October 13 2014. Chesapeake Bay Bridge-Tunnel, Virginia.  The Eastern Seaboard of the USA can be characterised in any number of ways, for millions it’s somewhere to live and work, for birders it’s the Atlantic Flyway; a migration pathway followed by millions of birds. I spent a little time today on one of the hotspots along the Atlantic Flyway, on the southern tip of the Delmarva Peninsula, a long stalactite of abundantly fertile land that separates the teeming waters of Chesapeake Bay from the vast spread of the Atlantic Ocean.

The thing about this long finger of land (and Cape May, its little brother to the north), is that it’s a great birding destination. Most of the Delmarva Peninsula is in Maryland but the southern tip lies in Virginia, not that it makes much difference to the flyway. Away from the Atlantic or Chesapeake Bay shorelines, the land is intensively farmed on wide, flat fields of cotton, beans and sweet potatoes. Dense stands of oak, Sweet-gum and Tulip Trees, impenetrably tangled with vines and briars, encircle the fields, making them suffocatingly hot for many long summer weeks.

Tree SwallowsThis southern tip is alive now with migrating birds. I watched large passing flocks of Tree Swallows, hundreds strong and tailed by hopeful Merlins, Cooper’s and Sharp-shinned Hawks. At lower levels I could hear small birds chipping and calling in the bushes and trees and just above the horizon were groups of drifting Turkey Vultures and Black Vultures.

Tree Swallows

Tree Swallows

But I set out to tell of the Peregrine Falcons seen today. The first one passed low over our car and was noteworthy simply because, like all Peregrines, it flew as if it owned the skies; the second one, much later, was quite a different experience.
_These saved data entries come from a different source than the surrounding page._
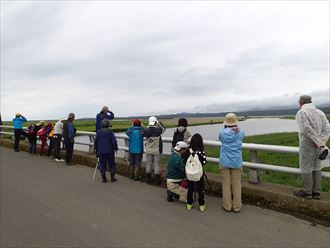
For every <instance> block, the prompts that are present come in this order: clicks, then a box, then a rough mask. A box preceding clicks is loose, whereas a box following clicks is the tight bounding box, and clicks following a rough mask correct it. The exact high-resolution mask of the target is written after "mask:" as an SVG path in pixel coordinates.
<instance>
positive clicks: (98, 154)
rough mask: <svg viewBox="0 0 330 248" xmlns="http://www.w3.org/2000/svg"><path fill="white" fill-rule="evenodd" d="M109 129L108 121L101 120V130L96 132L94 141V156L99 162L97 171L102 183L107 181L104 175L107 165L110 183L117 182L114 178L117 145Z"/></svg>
mask: <svg viewBox="0 0 330 248" xmlns="http://www.w3.org/2000/svg"><path fill="white" fill-rule="evenodd" d="M109 127H110V121H109V120H108V119H104V120H102V128H101V129H100V130H98V131H97V132H96V136H95V141H94V147H95V151H96V156H98V157H99V160H100V164H99V169H100V173H101V177H102V182H103V183H106V182H107V181H108V180H107V178H106V175H105V172H106V169H107V164H109V167H110V175H111V182H115V181H117V179H116V178H115V173H116V162H115V151H118V145H117V140H116V137H115V135H114V133H113V132H112V130H111V129H109Z"/></svg>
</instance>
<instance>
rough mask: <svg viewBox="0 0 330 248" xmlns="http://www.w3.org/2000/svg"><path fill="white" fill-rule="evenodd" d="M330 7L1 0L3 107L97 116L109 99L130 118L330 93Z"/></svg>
mask: <svg viewBox="0 0 330 248" xmlns="http://www.w3.org/2000/svg"><path fill="white" fill-rule="evenodd" d="M326 7H329V3H326V2H317V3H310V2H306V3H303V4H297V3H295V2H292V3H286V4H284V5H283V4H282V3H276V4H272V5H268V4H264V3H260V4H259V3H258V4H256V5H253V6H251V5H249V4H247V3H242V2H234V3H227V2H219V3H218V2H206V3H180V4H179V3H177V2H155V3H147V2H139V3H133V2H124V3H117V2H96V3H92V2H69V3H66V2H49V1H48V2H14V3H9V2H8V1H6V2H1V29H2V36H1V105H2V106H1V112H2V116H3V117H4V118H10V117H11V115H12V113H14V112H16V111H20V112H26V113H27V115H30V117H31V118H36V119H37V118H43V119H45V118H57V117H58V116H59V117H62V116H63V114H61V113H62V112H64V113H67V112H71V111H74V112H76V113H78V115H77V116H78V117H79V116H83V117H87V116H94V115H95V113H96V112H98V111H99V108H100V106H102V105H105V104H107V105H110V106H111V108H112V109H113V110H114V111H115V112H116V114H117V115H121V116H125V115H134V114H135V113H139V114H143V113H166V112H168V111H171V112H179V111H207V112H208V111H211V112H212V111H215V110H216V109H220V107H224V106H225V107H226V106H228V107H230V106H235V107H236V108H239V107H245V106H247V103H251V102H252V101H253V102H256V103H258V104H256V105H267V106H268V105H269V106H274V105H276V104H277V102H279V103H283V102H286V101H287V102H289V101H291V100H293V98H294V97H295V96H296V94H299V93H300V92H303V93H305V92H314V91H317V90H318V91H319V92H321V93H320V95H326V93H329V78H328V77H329V40H328V36H329V13H328V11H327V8H326ZM293 10H294V11H293ZM293 12H294V14H292V13H293ZM48 92H54V93H53V94H49V93H48ZM289 98H290V99H289ZM269 99H273V101H270V100H269ZM320 99H324V97H323V98H322V97H320ZM294 101H295V102H296V100H294ZM40 103H42V104H40ZM275 103H276V104H275ZM28 104H32V105H34V106H37V108H36V110H34V109H31V108H29V107H28ZM226 104H227V105H226ZM250 106H251V104H250ZM64 115H65V114H64Z"/></svg>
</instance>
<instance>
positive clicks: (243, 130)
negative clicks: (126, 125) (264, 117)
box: [75, 118, 298, 151]
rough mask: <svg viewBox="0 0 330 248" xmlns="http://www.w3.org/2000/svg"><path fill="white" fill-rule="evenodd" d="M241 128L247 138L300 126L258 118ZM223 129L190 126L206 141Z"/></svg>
mask: <svg viewBox="0 0 330 248" xmlns="http://www.w3.org/2000/svg"><path fill="white" fill-rule="evenodd" d="M239 127H240V128H241V129H242V130H243V131H244V133H245V136H251V135H258V134H269V133H283V132H298V125H297V123H296V121H295V120H287V119H279V118H258V119H248V120H246V121H242V122H240V123H239ZM221 128H223V124H213V125H201V126H188V130H189V132H190V133H191V134H192V135H193V134H194V133H199V134H201V135H202V137H203V139H204V140H218V136H219V131H220V129H221ZM174 131H175V128H168V129H166V131H165V133H164V134H163V135H162V136H163V137H170V138H172V137H173V133H174ZM75 139H76V141H83V142H89V139H88V137H87V136H78V137H76V138H75ZM118 144H119V145H124V141H123V140H121V139H120V140H118ZM75 149H76V150H81V151H88V147H87V146H84V145H78V144H76V145H75ZM164 150H165V151H170V144H164Z"/></svg>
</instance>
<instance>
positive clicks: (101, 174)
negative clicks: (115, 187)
mask: <svg viewBox="0 0 330 248" xmlns="http://www.w3.org/2000/svg"><path fill="white" fill-rule="evenodd" d="M101 177H102V183H106V182H107V181H108V180H107V177H106V176H105V174H101Z"/></svg>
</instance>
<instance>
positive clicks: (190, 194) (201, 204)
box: [187, 177, 205, 205]
mask: <svg viewBox="0 0 330 248" xmlns="http://www.w3.org/2000/svg"><path fill="white" fill-rule="evenodd" d="M195 189H196V190H197V192H198V203H199V205H204V204H205V197H204V177H202V178H201V180H199V181H198V182H193V181H189V180H188V193H187V203H188V204H193V193H194V191H195Z"/></svg>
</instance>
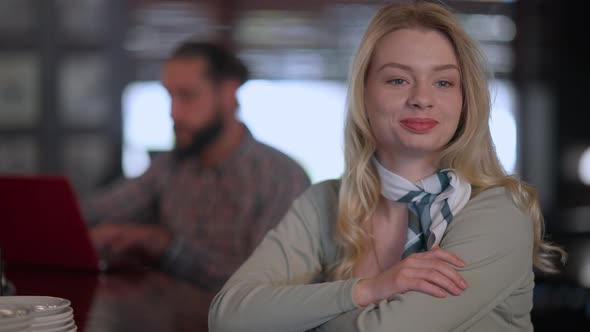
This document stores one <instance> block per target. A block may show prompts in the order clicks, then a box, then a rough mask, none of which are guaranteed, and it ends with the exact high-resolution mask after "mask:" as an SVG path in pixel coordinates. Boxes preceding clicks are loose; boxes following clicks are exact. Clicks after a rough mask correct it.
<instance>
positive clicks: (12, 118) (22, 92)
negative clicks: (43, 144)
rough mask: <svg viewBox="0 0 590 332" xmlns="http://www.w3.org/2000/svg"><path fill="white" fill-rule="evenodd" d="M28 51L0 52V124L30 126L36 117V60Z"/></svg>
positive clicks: (37, 114)
mask: <svg viewBox="0 0 590 332" xmlns="http://www.w3.org/2000/svg"><path fill="white" fill-rule="evenodd" d="M37 60H38V59H37V56H36V55H33V54H29V53H25V54H22V53H9V54H1V53H0V128H14V127H30V126H34V125H35V124H36V123H37V121H38V117H39V86H38V82H39V64H38V61H37Z"/></svg>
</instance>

The tip of the Delmarva Peninsula is connected to mainland Virginia by a twenty-and-a-bit miles long bridge and tunnel combination; mostly bridge. The bridge-tunnel links the north and south shores of the mouth of Chesapeake Bay where it opens to the Atlantic Ocean.  Needless to say it is a very commercially important and strategically vital waterway. On a fine day it’s an easy drive, a touch tedious at times, but if you like ocean views and the thought of the engineering task that made it all possible, it’s a rather thrilling experience; but I imagine an approaching hurricane makes it a quite different story. As we drove across, a steady east wind was blowing and Great Black-backed Gulls were riding on the ridge of wind deflected upwards by the bridge structure. To drive north and be passed by a southbound gull surfing a wave of rising air just a few feet away and at eye-level was to make me wish I could stop for a dramatic photo. But while such a picture could be magnificent if done well, stopping to get it would be dangerous and thoroughly illegal.
But the greatest picture, held only in my mind’s eye, was of a Peregrine Falcon, my Bird of the Day, seen streaking south along that same pathway of rising air and, I like to imagine, looking each car driver in the eye as they passed.